Unfortunately, 'Can I cut down my commuting time?' is not the key question you must ask yourself before comtemplating a change in your work routine. Everyone wants to cut their communting time down, it doesn't mean they should work from home one day a week.
That key question has to be:

- Can you realistically do the job from home?

- Can you realistically do the job from home?

Quite obviously, if your job involves doing a lot of things face-to-face with your customers and colleagues then working from home is not for you. Similiarly, if your job involves a lot of supervision of others it's probably not the best option either.

So who is it good for? Designers, yes. Sales people, yes. Face-to-face people. yes. Because teleworking and the advancement in communication via the Internet is the chance to change the way we do things - things we always did a certain way because we thought that was the proper way to do it without trying anything else.

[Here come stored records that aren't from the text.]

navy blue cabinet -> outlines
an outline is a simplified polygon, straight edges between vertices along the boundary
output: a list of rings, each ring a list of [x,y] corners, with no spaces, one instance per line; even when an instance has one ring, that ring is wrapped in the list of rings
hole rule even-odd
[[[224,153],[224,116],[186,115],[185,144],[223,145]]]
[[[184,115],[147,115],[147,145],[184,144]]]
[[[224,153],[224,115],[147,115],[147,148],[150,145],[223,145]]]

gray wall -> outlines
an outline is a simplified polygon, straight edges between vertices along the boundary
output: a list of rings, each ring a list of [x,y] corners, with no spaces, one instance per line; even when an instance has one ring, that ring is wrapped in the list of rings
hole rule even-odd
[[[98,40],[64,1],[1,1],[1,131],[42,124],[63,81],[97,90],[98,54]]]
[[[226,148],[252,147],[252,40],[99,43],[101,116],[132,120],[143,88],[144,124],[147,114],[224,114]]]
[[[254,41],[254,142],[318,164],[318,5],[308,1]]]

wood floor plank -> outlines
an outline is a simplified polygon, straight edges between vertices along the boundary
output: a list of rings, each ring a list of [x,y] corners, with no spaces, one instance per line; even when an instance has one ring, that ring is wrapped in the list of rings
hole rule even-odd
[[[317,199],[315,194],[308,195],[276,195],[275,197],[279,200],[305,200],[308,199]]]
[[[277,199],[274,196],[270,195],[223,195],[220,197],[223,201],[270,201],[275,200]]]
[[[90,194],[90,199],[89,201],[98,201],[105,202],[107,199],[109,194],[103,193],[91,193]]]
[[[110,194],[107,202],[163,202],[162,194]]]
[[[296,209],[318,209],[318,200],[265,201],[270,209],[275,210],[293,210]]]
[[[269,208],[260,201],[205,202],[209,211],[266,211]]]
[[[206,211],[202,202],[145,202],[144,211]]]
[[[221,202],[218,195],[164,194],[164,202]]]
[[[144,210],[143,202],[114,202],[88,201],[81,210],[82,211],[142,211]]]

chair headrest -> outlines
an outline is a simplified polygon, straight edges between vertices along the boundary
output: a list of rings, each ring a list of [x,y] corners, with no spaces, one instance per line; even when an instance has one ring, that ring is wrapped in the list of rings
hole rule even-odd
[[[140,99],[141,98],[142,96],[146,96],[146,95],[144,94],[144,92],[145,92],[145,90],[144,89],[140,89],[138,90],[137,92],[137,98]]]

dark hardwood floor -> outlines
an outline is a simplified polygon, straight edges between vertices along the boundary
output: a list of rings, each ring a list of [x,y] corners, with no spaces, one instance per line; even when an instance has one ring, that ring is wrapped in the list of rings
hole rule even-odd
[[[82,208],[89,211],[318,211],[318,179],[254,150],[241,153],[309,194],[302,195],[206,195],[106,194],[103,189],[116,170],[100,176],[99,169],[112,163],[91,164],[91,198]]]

Do you need to spend so much of your time conducting face-to-face meetings with people? Would a simple email reply suffice? Can the people you supervise get on better without you? Could instant messaging or simply telephoning keep you in touch sufficiently well to know what's going on?

These are all questions that can now be asked - and should be asked.

But even if the answers point to being able to work from home and still maintain, or even improve, your job efficiently.....

- is working at home really the right place to be?

This is the real crux for many. The person at work in an office environment mixing with collegues and interacting with other people might be a far more productive individual than the same person at home with only the cat for company, even without all the distractions that go with a traditional workplace.

Other possible drawbacks include:

- Difficulty separating work from family life. How will your partner or kids react to you being around during the week?

- The cost of paying for your own milk, tea etc and even electricity. It may sound small, but it adds up.

- Will you be tempted to work at weekends?

The disadvantages far outweigh the advantages for many, but they only realise it after they've tried it, which is no bad thing.

The overall ideal is to do both. To mix the two. If your job suits it, one day at home in every week to crack on with certain projects and four in the office to put it into practice can really pay dividends.

In essence, then, the decision to work from home is all about being honest with yourself. If you feel more happy on your own and not worrying about being 'out-of-the-loop', even for a day, then teleworking maybe exactly what you need. If not, then who's asking?

But even before you've made your decision, the first hurdle is persuading the boss that it's a good idea - and that's a totally different matter!